Hi all,

The following is an issue I have seen at least 3 times over the past few months in different environments and wonder if you guys have any ideas.

Example situation:

You have an environment with  Hyper-V hosts and Hyper-V replicas. On the Hyper-V hosts are based 2 DC's with 1 being the FSMO as per normal. The Domain runs fine.

One of the following situations occur:

                - A failure occurs that means that you have to recover one or all of the DC’s

                or

                - You export one of the servers (normally the FSMO) in order to bring it up in another location, for example in an a totally isolated testing environment.

It used to be that generally you could achieve the above to get things working again without too much trouble, but recently when we have needed to do one of the above, although the recovered Server(s) boot up fine, AD fails to function. Investigation has shown that the reason this happens is probably to do with

the RID master.

There are 2 fixes we use for this which are documented below:

https://support.microsoft.com/en-gb/help/290762/using-the-burflags-registry-key-to-reinitialize-file-replication-service

https://support.microsoft.com/en-us/help/947022/the-netlogon-share-is-not-present-after-you-install-active-directory-domain-services-on-a-new-full-or-read-only-windows-server-2008-based-domain-controller

So…

Why does bringing up a copy of a previously fine DC (FSMO) in a new/test environment cause AD to have to be repaired in order to function?

Cheers

PT

Thanks for your comments:

A few thoughts:

"Any time you restore a DC, it expects to have a working replication partner."
So this issue does not apply if you only have one DC?
Does it expect to see one working replication partner or all DC's you may have?

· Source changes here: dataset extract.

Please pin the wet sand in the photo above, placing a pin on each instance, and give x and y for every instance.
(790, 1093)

In a disaster you may only have one DC so I take it your comments are still valid?

I/We know from experience that, in the past, you could take just one DC (FSMO/GC) to an isolated enviroment and AD would function correctly even if it's other DC's were not available.

Thoughts?

Thanks

PT

Hi 

Many thanks for your explanation. One other question is that has it always been the case that a copy of a DC/FSMO placed in an isolated enviroment requires the removal of the now non-exsistent DC's in order for AD to function? I am sure that in that past I have undertaken such work and the FSMO/DC, although not happy that is can't see other DC's still allows AD to function.

Additionally, take an example where 2 DC's in one Domain are in different physical locations connected by a VPN. e.g.


DC1 (FSMO)--VPN================VPN=DC1


If the VPN goes down, would you expect DC1 to not be able to run AD as it could not see the other DC's in the Domain?